Given this line of Haskell code, my task was to evaluate it to its most simple form.

let g h k = (\x -> k (h x)) in g (+1) (\x -> x+x) 20

I have already been given the answer (and of course evaluated it myself in GHCI): 42

However, I would like get a better understanding of how the evaluation actually works here. In general, I think I know how (simple) let expressions work:

Example

a = let y = 5 in y * 5  -- a == 25

This evaluates to 25 because we bind y to the value of 5 and a gets assigned to the value of y*5 (the part after the in). The binding y = 5 is only valid within the scope of the let.

So far, the only interpretation (which at least evaluates to 42) is the following:

let g h k = (\x -> k (h x)) in g (+1) (\x -> x+x) 20

• g is (\x -> k (h x))
• h is (+1) (the function (\x -> x+1))

• k is (\x -> x+x)

  1. 20 is the input of g which yields k (h 20)
  2. h 20 gives 20 + 1 = 21
  3. k (h 20) = k 21 = 21 + 21 = 42

But what confuses me is the use of g h k after the let. What does that mean?

Answer 1

Think of a function definition. If you write:

g h k x = k (h x)

Then it is a function that takes three parameters h, k and x and returns k (h x). This is equivalent to:

g h k = \x -> k (h x)

or:

g h = \k x -> k (h x)

or:

g = \h k x -> k (h x)

So we can transfer variables between the head of the function, and the lambda-expression in the body. In fact a Haskell compiler will rewrite it.
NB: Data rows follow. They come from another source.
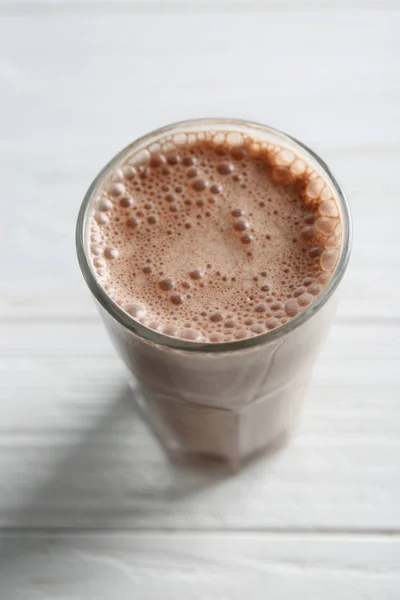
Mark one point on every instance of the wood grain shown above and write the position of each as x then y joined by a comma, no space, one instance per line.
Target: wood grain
76,454
200,567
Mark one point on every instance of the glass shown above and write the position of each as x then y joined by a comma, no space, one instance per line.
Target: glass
226,400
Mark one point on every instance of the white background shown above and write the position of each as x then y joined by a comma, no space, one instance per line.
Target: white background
89,505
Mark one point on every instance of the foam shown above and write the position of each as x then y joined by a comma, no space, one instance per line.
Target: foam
214,236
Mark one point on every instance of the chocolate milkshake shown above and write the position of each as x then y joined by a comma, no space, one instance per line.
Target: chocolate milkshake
213,248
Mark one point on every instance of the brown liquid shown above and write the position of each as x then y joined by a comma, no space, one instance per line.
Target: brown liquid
216,239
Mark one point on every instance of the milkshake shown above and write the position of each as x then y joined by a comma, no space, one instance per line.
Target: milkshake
213,248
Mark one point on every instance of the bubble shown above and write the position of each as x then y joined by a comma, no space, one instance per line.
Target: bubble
189,161
129,172
284,158
238,153
225,168
261,307
241,225
140,159
307,233
305,299
110,253
315,252
333,242
96,249
116,189
196,274
190,334
291,308
132,223
276,306
328,259
216,188
192,172
173,159
101,218
246,238
166,284
298,167
176,299
136,310
216,317
199,185
157,160
240,334
104,204
126,201
299,291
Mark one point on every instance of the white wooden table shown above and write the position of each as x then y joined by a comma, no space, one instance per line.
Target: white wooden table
90,508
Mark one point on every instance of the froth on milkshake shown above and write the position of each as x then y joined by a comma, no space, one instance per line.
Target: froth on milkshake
214,236
213,249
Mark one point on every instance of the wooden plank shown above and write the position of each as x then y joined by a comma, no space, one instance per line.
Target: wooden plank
74,453
199,567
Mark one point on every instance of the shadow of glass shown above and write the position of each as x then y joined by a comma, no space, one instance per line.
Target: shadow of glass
116,476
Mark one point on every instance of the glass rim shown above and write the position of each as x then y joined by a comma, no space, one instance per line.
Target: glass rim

So with the let expression, we define a locally scoped function like the one defined above. Now if we call g (+1) (\x -> x+x) 20, then will thus call g with h = (+1), k = (\x -> x+x) and x = 20.

So we will evaluate it as:

(\x -> x+x) ((+1) 20)

which evaluates to:

   (\x -> x+x) ((+1) 20)
-> ((+1) 20)+((+1) 20)
-> 21 + 21
-> 42

Answer 2

g h k = ... is a function definition. It means that the result of applying g to two arguments (named h and k) will evaluate to the ... part. In other words it's a shortcut for g = \h -> \k -> ....

So we can simplify the expression step by step as follows:

let g h k = (\x -> k (h x)) in g (+1) (\x -> x+x) 20
let g = \h -> \k -> (\x -> k (h x)) in g (+1) (\x -> x+x) 20
(\h -> \k -> (\x -> k (h x))) (+1) (\x -> x+x) 20
(\k -> (\x -> k ((+1) x))) (\x -> x+x) 20
(\x -> (\x -> x+x) ((+1) x)) 20
(\x -> x+x) ((+1) 20)
(\x -> x+x) 21
21 + 21
42